Soal Olimpiade Matematika 2

Selesaikan persamaan simultan : ab + c + d = 3, bc + a + d = 5, cd + a + b = 2, da + b + c = 6 dengan a, b , c dan d adalah bilangan real.
(Sumber : British Mathematical Olympiad 2003/2004 Round 1)

Solusi :
ab + c + d = 3 ⋅⋅⋅⋅⋅⋅⋅⋅⋅⋅⋅⋅⋅⋅⋅⋅⋅⋅⋅⋅⋅⋅⋅⋅⋅⋅⋅⋅⋅⋅⋅⋅⋅⋅⋅⋅⋅⋅⋅⋅⋅⋅⋅ (1)
bc + a + d = 5 ⋅⋅⋅⋅⋅⋅⋅⋅⋅⋅⋅⋅⋅⋅⋅⋅⋅⋅⋅⋅⋅⋅⋅⋅⋅⋅⋅⋅⋅⋅⋅⋅⋅⋅⋅⋅⋅⋅⋅⋅⋅⋅⋅ (2)
cd + a + b = 2 ⋅⋅⋅⋅⋅⋅⋅⋅⋅⋅⋅⋅⋅⋅⋅⋅⋅⋅⋅⋅⋅⋅⋅⋅⋅⋅⋅⋅⋅⋅⋅⋅⋅⋅⋅⋅⋅⋅⋅⋅⋅⋅⋅ (3)
da + b + c = 6 ⋅⋅⋅⋅⋅⋅⋅⋅⋅⋅⋅⋅⋅⋅⋅⋅⋅⋅⋅⋅⋅⋅⋅⋅⋅⋅⋅⋅⋅⋅⋅⋅⋅⋅⋅⋅⋅⋅⋅⋅⋅⋅⋅ (4)

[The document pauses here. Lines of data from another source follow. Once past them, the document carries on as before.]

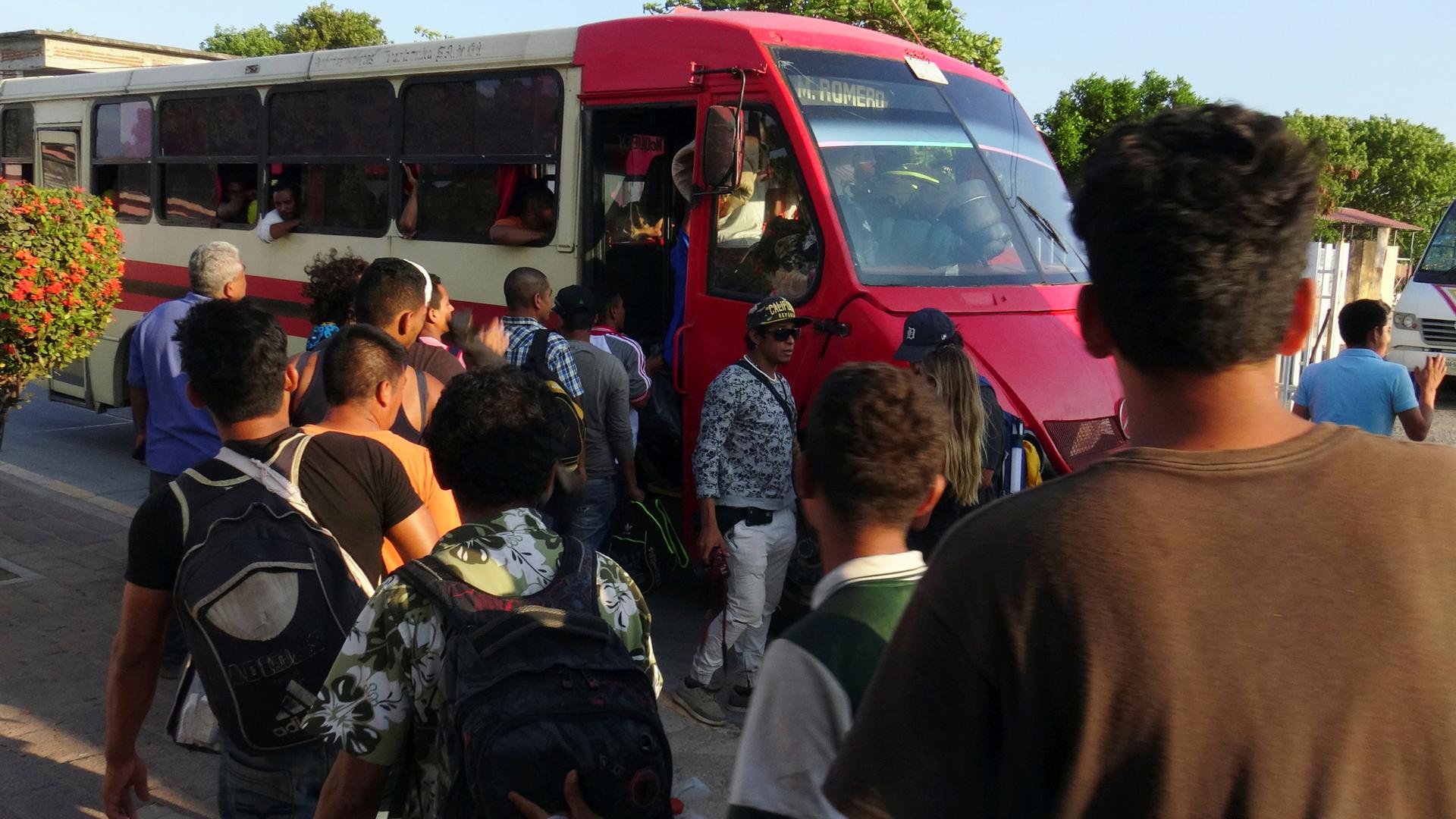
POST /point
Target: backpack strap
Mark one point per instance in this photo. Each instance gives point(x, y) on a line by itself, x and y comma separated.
point(280, 477)
point(536, 357)
point(775, 392)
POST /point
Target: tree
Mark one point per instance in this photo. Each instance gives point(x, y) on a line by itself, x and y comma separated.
point(1095, 105)
point(60, 278)
point(935, 24)
point(322, 27)
point(1388, 167)
point(255, 41)
point(316, 28)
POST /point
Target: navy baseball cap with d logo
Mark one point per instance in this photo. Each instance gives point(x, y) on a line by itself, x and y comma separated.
point(925, 330)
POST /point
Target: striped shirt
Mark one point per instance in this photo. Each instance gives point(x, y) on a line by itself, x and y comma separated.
point(811, 684)
point(558, 353)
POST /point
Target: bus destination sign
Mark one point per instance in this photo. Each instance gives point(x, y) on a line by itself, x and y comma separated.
point(827, 91)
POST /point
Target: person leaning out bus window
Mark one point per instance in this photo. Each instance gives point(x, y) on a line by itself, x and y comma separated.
point(532, 218)
point(284, 216)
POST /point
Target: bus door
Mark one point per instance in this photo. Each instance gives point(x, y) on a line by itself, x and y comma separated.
point(761, 238)
point(60, 168)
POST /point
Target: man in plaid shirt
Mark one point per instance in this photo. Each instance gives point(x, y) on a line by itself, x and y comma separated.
point(528, 308)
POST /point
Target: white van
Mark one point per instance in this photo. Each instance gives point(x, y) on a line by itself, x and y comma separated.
point(1426, 311)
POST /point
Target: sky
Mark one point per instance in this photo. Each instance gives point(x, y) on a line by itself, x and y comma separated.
point(1343, 57)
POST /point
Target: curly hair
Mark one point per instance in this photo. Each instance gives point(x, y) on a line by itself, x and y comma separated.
point(875, 442)
point(332, 280)
point(1196, 226)
point(491, 436)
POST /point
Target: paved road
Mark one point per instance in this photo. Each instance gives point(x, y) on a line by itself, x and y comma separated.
point(67, 488)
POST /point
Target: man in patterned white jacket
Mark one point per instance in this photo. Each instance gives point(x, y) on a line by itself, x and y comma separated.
point(745, 471)
point(382, 703)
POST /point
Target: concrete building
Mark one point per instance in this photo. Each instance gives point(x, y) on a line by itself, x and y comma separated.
point(38, 53)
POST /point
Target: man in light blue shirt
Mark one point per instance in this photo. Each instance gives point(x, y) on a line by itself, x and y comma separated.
point(175, 433)
point(1359, 388)
point(172, 431)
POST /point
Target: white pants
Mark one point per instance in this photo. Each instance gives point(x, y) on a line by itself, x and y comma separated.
point(758, 561)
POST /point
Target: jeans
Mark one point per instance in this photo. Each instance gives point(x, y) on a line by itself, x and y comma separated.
point(758, 561)
point(592, 522)
point(175, 649)
point(280, 786)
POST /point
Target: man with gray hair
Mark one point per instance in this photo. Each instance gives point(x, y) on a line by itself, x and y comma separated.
point(171, 433)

(1) + (2) = (3) + (4) -> ab + c + d + bc + a + d = cd + a + b + da + b + c b(a + c) + 2d = d(a + c) + 2b (b − d)(a + c) = 2(b − d) (b − d)(a + c − 2) = 0 b = d atau a + c = 2
• Jika b = d , Persamaan (2) -> bc + a + b = 5, Persamaan (3) -> bc + a + b = 2
Kontradiksi maka tidak ada nilai a, b, c dan d yang memenuhi.
• Jika a + c = 2, (1) + (2) -> ab + bc + a + c + 2d = 8 b(a + c) + a + c + 2d = 8 b + d = 3
(2) + (3) -> bc + cd + 2a + b + d = 7 c(b + d) + 2a + b + d = 7 3c + 2a = 4 3c + 2(2 − c) = 4
-> c = 0 -> a = 2
Persamaan (2) -> b(0) + (2) + d = 5 -> d = 3 -> b = 3 − (3) = 0
(a, b, c, d) yang memenuhi adalah (2, 0, 0, 3)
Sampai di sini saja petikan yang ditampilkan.